Age limits: This is the maximum vehicle age an insurer can cover, e.g. 12 years old. Once your car has reached this age, cover is no longer valid. This means it may not be worth buying a warranty if you have an older car.
Claims limits: This is the most your insurer will pay out per claim. For example, if your claims limit is £7,000, your insurance will pay up to this amount each time you claim. Check your documents to see how many times you can claim during your policy.
What is a car warranty?
Car warranty cover is a type of insurance policy that covers the cost of repairs to your car if parts fail or you break down. It is likely that a warranty would be automatically included when you first purchase your car, but these warranties may run for as short a time as a few months.
When you buy car warranty cover, you can choose a policy that lasts from a month to 5 years, but most run for 1 year with the option to renew when the policy ends.
A car warranty would not usually cover the cost of any repairs your vehicle needs due to accidental damage, loss or theft. These costs are instead usually covered by car insurance policies.
How much does a car warranty cost?
The cost of your warranty premiums depend on your insurance provider, so make sure to compare quotes to find the best deal.
Most car warranty providers offer three levels of cover. You will generally find basic policies are cheaper and premium cover costs more.
Along with your mileage, the cost of your warranty insurance is also based on:
The age of your car
The make and model
Your car’s value
Whether you use your car socially or for business
A cheaper warranty will usually provide less cover, so you may need to think about spending more to get the protection you need.
It is still important to check that the cost of a warranty is not more expensive than paying the cost of any repairs yourself.
What is covered?
You car warranty policy will usually cover repairs to the:
Fuel and ignition system
Air conditioning or cooling system
Non-frictional clutch and brakes
It is important to check your documents for exclusions as they will likely restrict what you can claim for. For example, some insurers cover general electric faults but not in-car stereo systems.
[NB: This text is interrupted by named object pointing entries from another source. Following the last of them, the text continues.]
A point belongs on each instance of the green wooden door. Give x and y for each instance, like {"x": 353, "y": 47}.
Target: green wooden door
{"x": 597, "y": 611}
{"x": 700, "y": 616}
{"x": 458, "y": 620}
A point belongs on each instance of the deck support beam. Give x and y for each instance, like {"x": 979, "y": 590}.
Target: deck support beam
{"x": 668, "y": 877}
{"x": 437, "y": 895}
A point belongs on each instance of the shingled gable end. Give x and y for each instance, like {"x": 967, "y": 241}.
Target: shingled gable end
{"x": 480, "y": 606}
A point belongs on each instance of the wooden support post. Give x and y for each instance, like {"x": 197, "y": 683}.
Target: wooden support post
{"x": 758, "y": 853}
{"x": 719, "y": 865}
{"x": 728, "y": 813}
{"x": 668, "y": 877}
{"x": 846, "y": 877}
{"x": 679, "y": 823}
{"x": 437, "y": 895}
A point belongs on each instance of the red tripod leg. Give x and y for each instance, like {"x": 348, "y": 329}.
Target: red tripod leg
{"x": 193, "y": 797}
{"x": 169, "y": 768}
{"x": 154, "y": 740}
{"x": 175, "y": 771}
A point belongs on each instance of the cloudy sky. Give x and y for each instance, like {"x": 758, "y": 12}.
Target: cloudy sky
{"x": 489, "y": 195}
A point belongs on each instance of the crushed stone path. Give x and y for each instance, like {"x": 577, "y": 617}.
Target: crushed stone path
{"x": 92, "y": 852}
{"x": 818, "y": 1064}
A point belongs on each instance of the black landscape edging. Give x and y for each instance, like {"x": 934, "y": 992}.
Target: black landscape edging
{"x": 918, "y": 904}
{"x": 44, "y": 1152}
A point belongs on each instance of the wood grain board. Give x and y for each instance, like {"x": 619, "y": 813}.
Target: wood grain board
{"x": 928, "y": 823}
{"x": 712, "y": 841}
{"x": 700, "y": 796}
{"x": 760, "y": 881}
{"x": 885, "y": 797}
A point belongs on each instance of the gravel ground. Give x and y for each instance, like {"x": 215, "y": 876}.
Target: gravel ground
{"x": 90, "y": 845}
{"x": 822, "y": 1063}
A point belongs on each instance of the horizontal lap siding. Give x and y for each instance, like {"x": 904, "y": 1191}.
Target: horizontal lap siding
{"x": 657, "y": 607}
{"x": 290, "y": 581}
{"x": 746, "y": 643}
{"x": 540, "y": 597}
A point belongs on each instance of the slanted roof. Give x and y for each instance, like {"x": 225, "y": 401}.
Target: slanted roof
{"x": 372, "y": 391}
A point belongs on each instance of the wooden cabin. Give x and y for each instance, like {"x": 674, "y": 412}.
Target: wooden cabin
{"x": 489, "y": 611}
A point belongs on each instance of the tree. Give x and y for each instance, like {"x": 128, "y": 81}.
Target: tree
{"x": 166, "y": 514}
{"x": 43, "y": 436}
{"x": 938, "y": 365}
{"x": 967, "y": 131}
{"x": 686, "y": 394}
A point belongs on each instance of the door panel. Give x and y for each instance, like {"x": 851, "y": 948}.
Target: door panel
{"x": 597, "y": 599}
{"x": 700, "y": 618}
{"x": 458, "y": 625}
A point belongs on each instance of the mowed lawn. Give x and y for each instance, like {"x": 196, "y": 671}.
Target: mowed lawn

As well as cover for repairs, it may also include:
Vehicle breakdown recovery
Car hire, while yours is being fixed
Hotel expenses, for overnight stays if an insured part breaks down
Emergency travel expenses, e.g. taxis, trains or buses
Driving your car abroad
Your cover levels vary widely depending on the policy you choose, so check the insurer's summary of cover and the policy documentation before you buy.
What is excluded?
Exclusions will vary from provider to provider, but some of the scenarios which are commonly not covered a car warranty are:
General wear and tear (you may be able to include this as an optional add-on)
Batteries, wheels, tyres, exhausts, catalytic converters, worn-out clutches and brakes
Damage caused by oil leaks
Cars used for competitions, commercial deliveries or as taxis
Improvements to parts that are not broken
Damage caused by frost, worn friction materials, blockages, contamination or sludge
Poor workmanship or faulty components
Check your policy documents when you compare warranty insurance quotes, as the full list of exclusions will vary depending on the insurance provider.
What is consequential loss?
Consequential loss is a term used by warranty providers to mean any damage to an insured part that is caused by an uninsured part breaking.
For example, your exhaust (insured) gets damaged because your catalytic converter breaks (not insured).
Some car insurance warranties will not cover consequential loss, so check your policy documents carefully to be sure.
Are you already covered?
You may not need separate cover if you already have a manufacturer's warranty in place.
All new cars come with a manufacturer's warranty, usually lasting between 3 and 7 years.
If you bought your car from a second hand car dealership, it may come with a 12 month warranty. Some used cars will still be within their manufacturer's warranty, which could last up to 7 years.
Check your purchase documents to see if your car is still under its manufacturer's warranty before you buy additional warranty insurance.
Do you need a warranty insurance policy?
This depends on whether you can afford any unexpected costs of needing to have your repaired yourself.
You may find the price of a warranty policy exceeds the cost of paying for repairs out of your pocket, in which case you should avoid paying the unnecessary price of insurance.
However, warranty insurance could save you a significant amount of money if your car needs expensive repairs.
Unlike car insurance, a car warranty is not a legal requirement. But it could help you cover the costs of repairing or replacing broken parts.
However, due to the number of conditions and exclusions on car warranties, you may end up paying a lot for cover that does not pay out when you need it to.